Nicht zuletzt sorgte die Aussicht auf eine schmackhafte Mahlzeit für eine gute Stimmung, wie eine Gewährsperson aus Westfalen im Jahr 1963 zu berichten wusste: "Außerdem macht den meisten auch diese Arbeit einen großen Spaß. Gibt es doch am Abend meist immer recht gute und auch leckere Sachen, die die Bäuerin eigens für die kleinen Helfer zubereitet. Selbst Pfannkuchen, 'Erdappelschiewen‘ [=Kartoffelscheiben] und 'Rieweplätzkes‘ (Reibeplätzchen) schmecken bei solch einer Gelegenheit doppelt so gut, als wenn sie von der Mutter aufgetischt worden wären." Gegen Ende der Erntezeit sah man abends die Kartoffelfeuer leuchten, in deren Glut man die letzten Kartoffeln röstete.
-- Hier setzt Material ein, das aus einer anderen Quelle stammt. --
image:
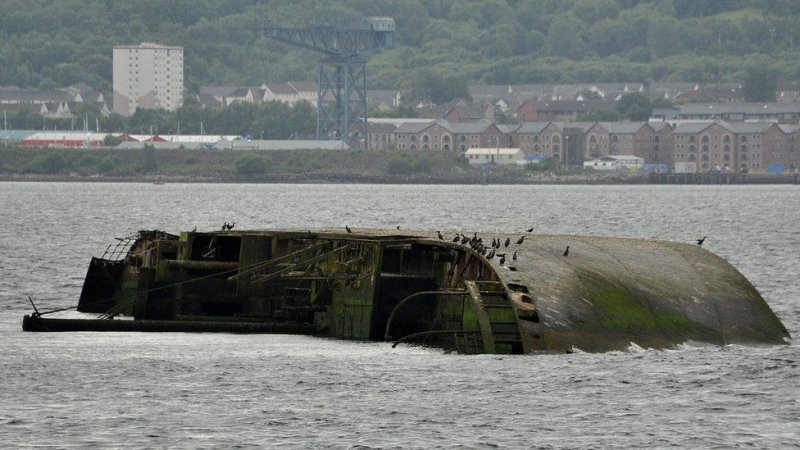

Bis zur Mitte des 19. Jahrhunderts, mancherorts sogar noch bis in die Mitte des 20. Jahrhunderts hinein, wurden die Erdäpfel per Hand mit Hilfe einer Forke aus der Erde gehoben. Alternativ gab es bereits früh die Möglichkeit mit einem Kartoffelpflug zu arbeiten. Dass diese Erntetechnik auch Nachteile barg, ist folgendem Archivfund zu entnehmen: "Es hieß nun, es genau mit dem Pflug zu treffen. Zu flach, dann wurden viele Kartoffeln beschädigt. Zu tief, dann blieben beim Suchen viele Kartoffeln in der Erde stecken. Die Sucher knieten zwischen zwei Reihen und kratzten mit den Händen die Kartoffeln heraus."
Der um 1850 entwickelte Kartoffelroder löste allmählich den Pflug und die reine Handarbeit als Erntetechniken ab. Mit Hilfe einer sich drehenden Spindel schleuderte der Kartoffelroder die unterir-disch wachsenden Knollen seitlich aus dem Boden. "Diese Neuerung stellte zwar eine große Entlastung dar, doch auch hier blieb das Auflesen noch Handarbeit", so Hammes. Erst die in den 1950er Jahren entwickelten modernen Kartoffelvollernter erledigen zudem das Auflesen gleich mit.